Ejoís hard work, ready smile, and helpful attitude will be missed.
Jeffrey Sheppard, PhD, a microbiologist in
the TB/Mycobacteriology Branch of the Division of AIDS, STD, and
TB Laboratory, NCID, was the corecipient of the Donald C. Mackel
Award this spring with Kayla Laserson of DTBE. Jeff was the laboratorian
responsible for the molecular typing of the isolates and the coordination
of all other lab activities associated with the study. The entire
laboratory was involved in the investigation and thus share in
this honor for their substantive part in the investigation.

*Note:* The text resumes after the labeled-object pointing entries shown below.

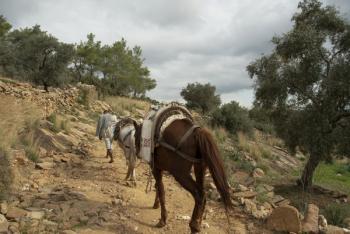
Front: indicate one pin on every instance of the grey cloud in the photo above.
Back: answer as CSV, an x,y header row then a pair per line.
x,y
183,41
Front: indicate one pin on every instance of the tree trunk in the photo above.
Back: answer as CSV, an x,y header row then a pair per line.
x,y
306,178
46,87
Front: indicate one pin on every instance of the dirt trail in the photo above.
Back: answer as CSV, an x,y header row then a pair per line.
x,y
89,195
105,182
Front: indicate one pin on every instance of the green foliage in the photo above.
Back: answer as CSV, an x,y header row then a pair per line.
x,y
34,55
4,26
40,57
201,96
233,117
335,176
336,214
304,84
261,120
114,70
6,174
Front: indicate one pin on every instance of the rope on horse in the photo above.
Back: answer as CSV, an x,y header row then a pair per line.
x,y
149,180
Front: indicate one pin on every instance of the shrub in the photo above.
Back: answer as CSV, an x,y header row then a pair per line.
x,y
233,117
83,97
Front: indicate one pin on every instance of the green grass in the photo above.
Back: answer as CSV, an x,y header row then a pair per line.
x,y
334,176
337,213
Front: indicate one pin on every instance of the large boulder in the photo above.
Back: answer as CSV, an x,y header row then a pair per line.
x,y
310,222
258,173
284,218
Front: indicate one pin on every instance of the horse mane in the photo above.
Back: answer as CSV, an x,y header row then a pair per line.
x,y
173,109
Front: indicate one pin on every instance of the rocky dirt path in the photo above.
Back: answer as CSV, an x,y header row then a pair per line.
x,y
104,183
72,193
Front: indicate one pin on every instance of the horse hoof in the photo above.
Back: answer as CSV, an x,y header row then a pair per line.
x,y
160,224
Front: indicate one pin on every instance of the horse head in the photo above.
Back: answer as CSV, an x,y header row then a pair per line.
x,y
138,128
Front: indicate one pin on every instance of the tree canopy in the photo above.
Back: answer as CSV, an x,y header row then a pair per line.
x,y
201,96
115,69
37,56
305,83
233,117
40,57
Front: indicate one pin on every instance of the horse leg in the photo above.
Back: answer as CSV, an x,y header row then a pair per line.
x,y
127,160
190,185
158,174
156,200
199,171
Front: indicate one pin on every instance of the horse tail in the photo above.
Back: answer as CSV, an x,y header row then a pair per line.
x,y
132,149
210,153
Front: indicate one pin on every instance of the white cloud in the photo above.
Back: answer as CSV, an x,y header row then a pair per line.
x,y
183,41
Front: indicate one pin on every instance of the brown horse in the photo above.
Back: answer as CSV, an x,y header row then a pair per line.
x,y
199,145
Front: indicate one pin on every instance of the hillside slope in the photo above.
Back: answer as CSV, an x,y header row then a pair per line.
x,y
62,182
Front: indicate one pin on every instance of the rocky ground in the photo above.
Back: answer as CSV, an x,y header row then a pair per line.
x,y
73,188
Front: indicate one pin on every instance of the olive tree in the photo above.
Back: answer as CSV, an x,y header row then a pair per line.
x,y
305,83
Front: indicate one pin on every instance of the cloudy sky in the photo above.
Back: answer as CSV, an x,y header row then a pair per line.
x,y
183,41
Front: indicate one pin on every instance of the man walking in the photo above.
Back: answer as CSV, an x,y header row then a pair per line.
x,y
105,130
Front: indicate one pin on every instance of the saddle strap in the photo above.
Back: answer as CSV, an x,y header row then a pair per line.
x,y
124,139
182,140
185,156
186,135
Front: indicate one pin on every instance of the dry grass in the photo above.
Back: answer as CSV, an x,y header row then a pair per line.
x,y
124,106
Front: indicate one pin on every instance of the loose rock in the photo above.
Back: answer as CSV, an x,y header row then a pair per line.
x,y
258,173
284,218
310,223
4,224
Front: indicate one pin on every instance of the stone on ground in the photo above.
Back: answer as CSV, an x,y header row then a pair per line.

We
included Kaylaís receipt of this award in the last issue of TB
Notes, but neglected to mention the equal recognition given
to Kaylaís collaborators in NCID. The Mackel Award encourages
research collaborations between epidemiologists and laboratory
scientists by recognizing the effective application of this approach.
Winners are chosen on the quality and integration of both the
epidemiologic and laboratory science components of their investigation.
Eric Williamson has been selected for the
PHA position in Jefferson City, Missouri. He will function as
an assistant to the senior public health advisor, Vic Tomlinson,
and state public health officials. Eric began his career with
CDC in 1991 in the STD program as an assignee to the Chicago Training
Center where he was entrusted with progressively responsible positions.
In December 1992, he transferred to Memphis, Tennesee, where he
assumed responsibility for the "reactor desk," through
which he monitored reactive serologies from numerous hospitals,
blood banks, and private providers. He also participated in community
outreach for those living with HIV. In June 1997, he accepted
reassignment to the State of Wisconsin. Serving as an assistant
to the senior public health advisor, he was the initial point
of contact for 65 counties and provided technical assistance in
the field such as assistance with investigations and provision
of training. Eric started his new assignment with Missouri on
August 16, 1999. Welcome aboard, Eric!